Постучались еще в несколько дверей, но ничего существенного не выяснили.

– Из-за этого Хейверса я кошмарами мучаюсь, – проворчала Пибоди, садясь в машину.

– На кой читать такие книжки?

«Кошмаров тебе и так хватает, – добавила про себя Ева, – на работе и в жизни».

– Сама не знаю. Не могу удержаться, и все! Хорошо пишет! Вообще-то я люблю счастливый конец – у него он всегда счастливый. Добро побеждает зло, после ужаса, кучи трупов и моря крови. Вроде как у нас. Может, в этом и причина.

– Темный внедорожник или микроавтобус. Скорее, микроавтобус. Уже что-то. И женщина с креслом.

– Он не уверен.

– Женщина, точно тебе говорю! Пыталась погрузить кресло в машину.

– Классика жанра.

– Работает отлично.

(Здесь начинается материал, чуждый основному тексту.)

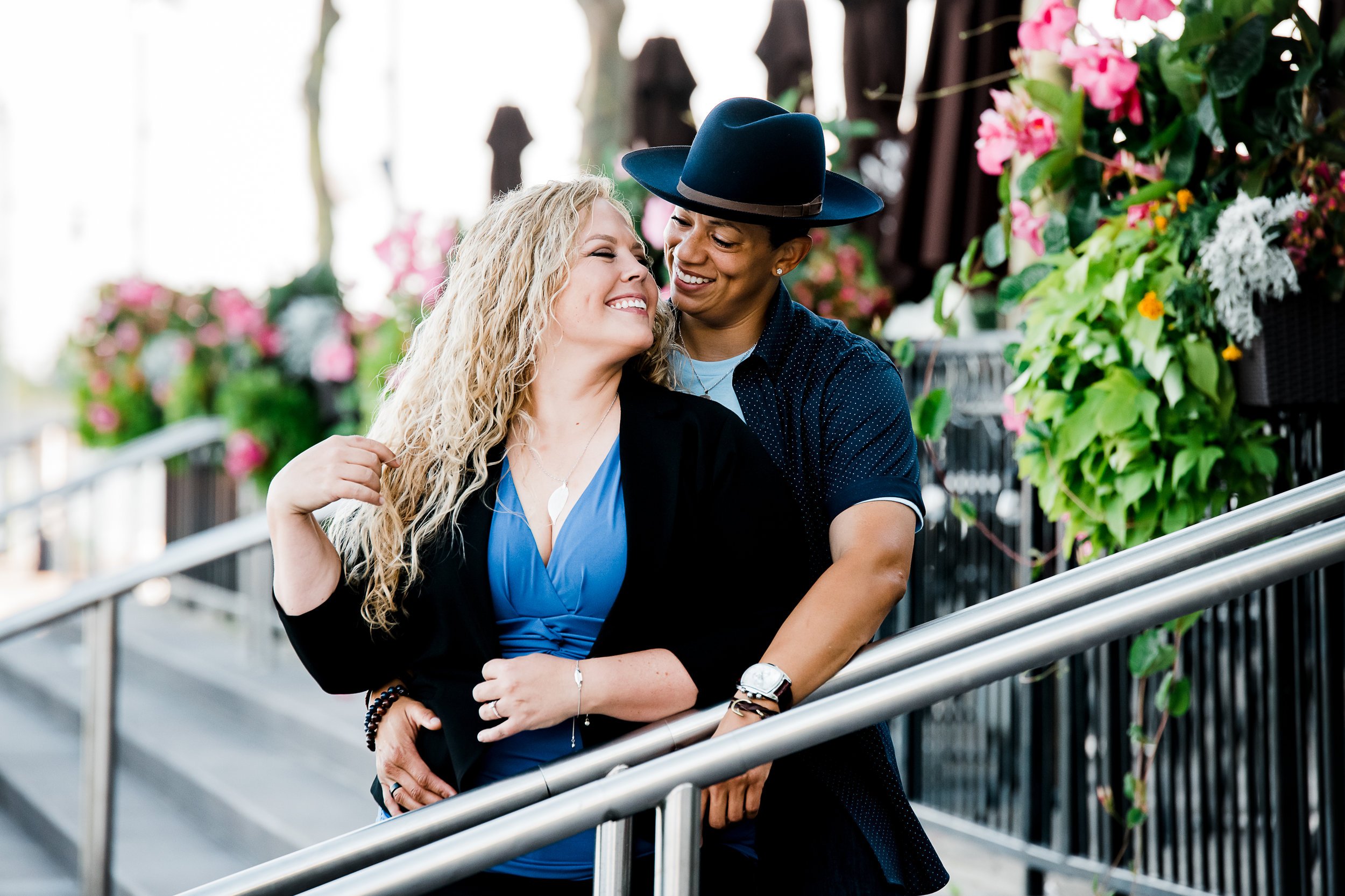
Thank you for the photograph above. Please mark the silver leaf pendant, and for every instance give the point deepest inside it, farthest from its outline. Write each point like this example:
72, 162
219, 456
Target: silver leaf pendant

Купер замечает корячащуюся дамочку и предлагает помощь.

Логично, потому что правда.

– Все сходится, включая время. Раз уж мы здесь, давай-ка заглянем в клуб.


«После полуночи» оказался неприметным меланхоличным заведением с узким кругом завсегдатаев. Седовласый пианист разминал пальцы, а женщина с лицом и фигурой сирены, покачиваясь, пела о любви, в которой все пошло наперекос.

Ева без труда представила, как Моррис вплетает в композицию печальную ноту своего сакса. И добавила в эту картинку интимный голос виолончели Дориана Купера.

Укромное местечко. Столики у сцены. Бар, приглушенный голубоватый свет.

Побеседовала с барменом, одинокой официанткой, стариком пианистом и молодой сиреной. Получила новую порцию горя и причитаний и не узнала ничего нового.

– Его правда любили, – заметила Пибоди, когда они вышли из голубого тепла в серую промозглость.

– Располагал к себе. Итак, что мы выяснили?

– Купер бывал тут три-четыре раза в месяц и всем нравился.

– Да. И что его убийцы здесь не появлялись. Клуб маленький, все на виду. Конечно, иногда заглядывают туристы, но в основном свои. Появись в день исчезновения новенькие, их бы непременно заметили. Плюс в пользу случайного выбора жертвы. Оказался не в том месте не в то время.

– Согласна, согласна. И все запомнили ангела Эллу.

– Кстати… – Ева взглянула на часы. – Заброшу тебя в управление. Если у Бакстера и Трухарта что-то новенькое, сразу докладывай. Свяжись с ОЭС, вдруг все-таки нашли что-нибудь в электронике. И, если больше ничего не наклюнется, дуй домой. А я навещу эту Ангеллу – на работе она или дома, мне по пути. В картину не вписывается, и все-таки проверить надо.